1. Make up an array of the numbers 1 to 5. Put into a variable x.

In [9]:
# your answer: 
import numpy as np
x = np.array([x+1 for x in range(5)])
y = np.array([x+1 for x in range(5)]) + np.array([x+1 for x in range(5)])
y = np.array(list(y)+list(y))
y = np.concatenate((x,y))
y

array([ 1,  2,  3,  4,  5,  2,  4,  6,  8, 10,  2,  4,  6,  8, 10])

In [None]:
_ = ok.grade('q01')  # test that your answer is correct 

2. Write code that sets `y` to the vector created by adding 5 to each element of `x`. 

In [None]:
# Your answer: 
y = ...
y

In [None]:
_ = ok.grade('q02')  # test that your answer is correct 

# Is the 'for' loop obsolete? 

Sort of. Let's just say that there are very efficient ways to do things in `numpy` without `for` loops. I'm sure that you could tell me whether 7 is a member of y via a `for` loop. But you can also do that with `arrays` much more simply: 

3. (Advanced) Consider that `y` *is an iterable* and write an expression that is True if 7 is in `y`, and False if not. Put that value into `z`.

In [12]:
# your answer: 
if (y == 7).any(): 
    z = True 
else: 
    z = False 
z

False

In [14]:
z = (y == 7).any()
z

False

# Whoa there! 
The advanced problem shows that there are things about an `array` that are inherited from its status as something else. E.g., the following also works:

In [16]:
type(y)

numpy.ndarray

In [17]:
for i in y: 
    print(i)

1
2
3
4
5
2
4
6
8
10
2
4
6
8
10


# The treasure hunt
Most every common thing that you might want to do to an `array` with a `for` loop is easier to do with some `numpy.ndarray` function and/or some combination of those functions and native Python. A very large user community has gone to great expense to make using an `array` as simple as possible! 

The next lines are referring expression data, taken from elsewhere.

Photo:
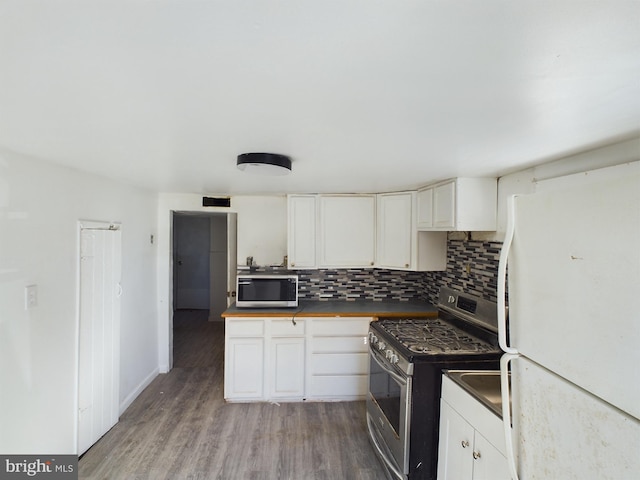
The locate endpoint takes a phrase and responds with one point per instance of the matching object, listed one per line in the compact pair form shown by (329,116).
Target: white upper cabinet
(399,244)
(396,234)
(424,203)
(347,230)
(301,241)
(460,204)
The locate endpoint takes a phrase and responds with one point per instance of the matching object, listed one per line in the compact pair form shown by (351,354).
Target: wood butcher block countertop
(341,308)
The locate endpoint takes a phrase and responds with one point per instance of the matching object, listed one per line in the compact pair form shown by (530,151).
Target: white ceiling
(364,95)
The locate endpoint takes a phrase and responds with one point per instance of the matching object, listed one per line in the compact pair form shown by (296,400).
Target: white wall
(523,181)
(261,233)
(40,205)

What this means -- in practical terms -- is that it is often simpler to look around for a solution in the *numpy user manual* than to code it yourself. Thus, programming with `numpy` requires both knowledge of native Python and "treasure hunting" in the `numpy` documentation! 

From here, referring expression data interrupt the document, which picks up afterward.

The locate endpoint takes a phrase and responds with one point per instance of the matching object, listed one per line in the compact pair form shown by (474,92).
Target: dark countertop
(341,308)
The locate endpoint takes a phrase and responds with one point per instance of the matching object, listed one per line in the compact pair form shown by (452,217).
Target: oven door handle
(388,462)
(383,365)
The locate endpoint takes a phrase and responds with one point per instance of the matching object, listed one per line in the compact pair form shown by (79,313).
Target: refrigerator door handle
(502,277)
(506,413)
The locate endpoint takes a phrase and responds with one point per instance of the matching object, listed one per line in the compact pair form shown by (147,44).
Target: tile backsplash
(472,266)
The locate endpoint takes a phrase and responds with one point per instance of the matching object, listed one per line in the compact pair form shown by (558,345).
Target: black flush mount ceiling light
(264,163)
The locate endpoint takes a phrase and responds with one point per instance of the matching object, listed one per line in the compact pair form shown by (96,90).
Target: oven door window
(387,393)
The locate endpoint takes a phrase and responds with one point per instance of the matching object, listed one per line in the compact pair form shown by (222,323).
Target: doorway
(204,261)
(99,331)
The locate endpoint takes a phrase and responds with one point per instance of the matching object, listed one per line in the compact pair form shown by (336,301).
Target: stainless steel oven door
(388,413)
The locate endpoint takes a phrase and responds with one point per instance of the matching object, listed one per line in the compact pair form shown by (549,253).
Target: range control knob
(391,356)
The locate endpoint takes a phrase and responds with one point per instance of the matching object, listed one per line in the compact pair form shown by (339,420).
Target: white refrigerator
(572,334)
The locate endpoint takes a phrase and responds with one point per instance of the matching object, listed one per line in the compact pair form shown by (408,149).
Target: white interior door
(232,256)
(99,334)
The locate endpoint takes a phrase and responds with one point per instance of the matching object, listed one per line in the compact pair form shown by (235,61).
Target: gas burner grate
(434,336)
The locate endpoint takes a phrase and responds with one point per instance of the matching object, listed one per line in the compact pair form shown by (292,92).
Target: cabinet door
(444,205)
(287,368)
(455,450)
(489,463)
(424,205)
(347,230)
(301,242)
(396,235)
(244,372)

Let's have some fun with a few treasure hunts through https://docs.scipy.org/doc/numpy/reference/arrays.ndarray.html 

4. Complete the function below so that it always returns the sum of the one-dimensional array `x` passed to it. Beware: I will test it on multiple arrays `x`!

In [20]:
def mysum(x): 
    # your answer: 
    return np.sum(x)

In [21]:
# run this to check your code
mysum(np.array([1,2,3,4,5]))

15

In [None]:
_ = ok.grade('q04')  # test that your answer is correct

5. In the function below, return a normalized set of data whose mean is 0.0, by subtracting the current mean from x. 

In [None]:
def renorm(x): 
    # your answer: 
    return ...

In [None]:
# run this to check your code
x = np.array([5, 6, 7, 8, 9])
renorm(x)

In [None]:
_ = ok.grade('q05')  # test that your answer is correct

6. (Advanced) What happens if you try to do the same things you did to arrays to lists? 

___Your answer:___

# When you are done with this notebook, 
* Save and checkpoint. 
* Ensure that the name of this file is precisely `03-01-data-abstraction.ipynb`. That workbook will be submitted by the following code whether or not you are currently editing that workbook.
* Change `ready` to `True` in the cell below. 
* Run the cell below to submit your work for grading. 

In [None]:
ready = False  # change to True when ready to submit
print("submitting file {} for assignment {} as {}".format(ok.assignment.src[0], 
                                                          ok.assignment.name, 
                                                          ok.assignment.get_student_email()))
if not ready: 
    raise Exception("change ready to True when ready to submit")
_ = ok.submit()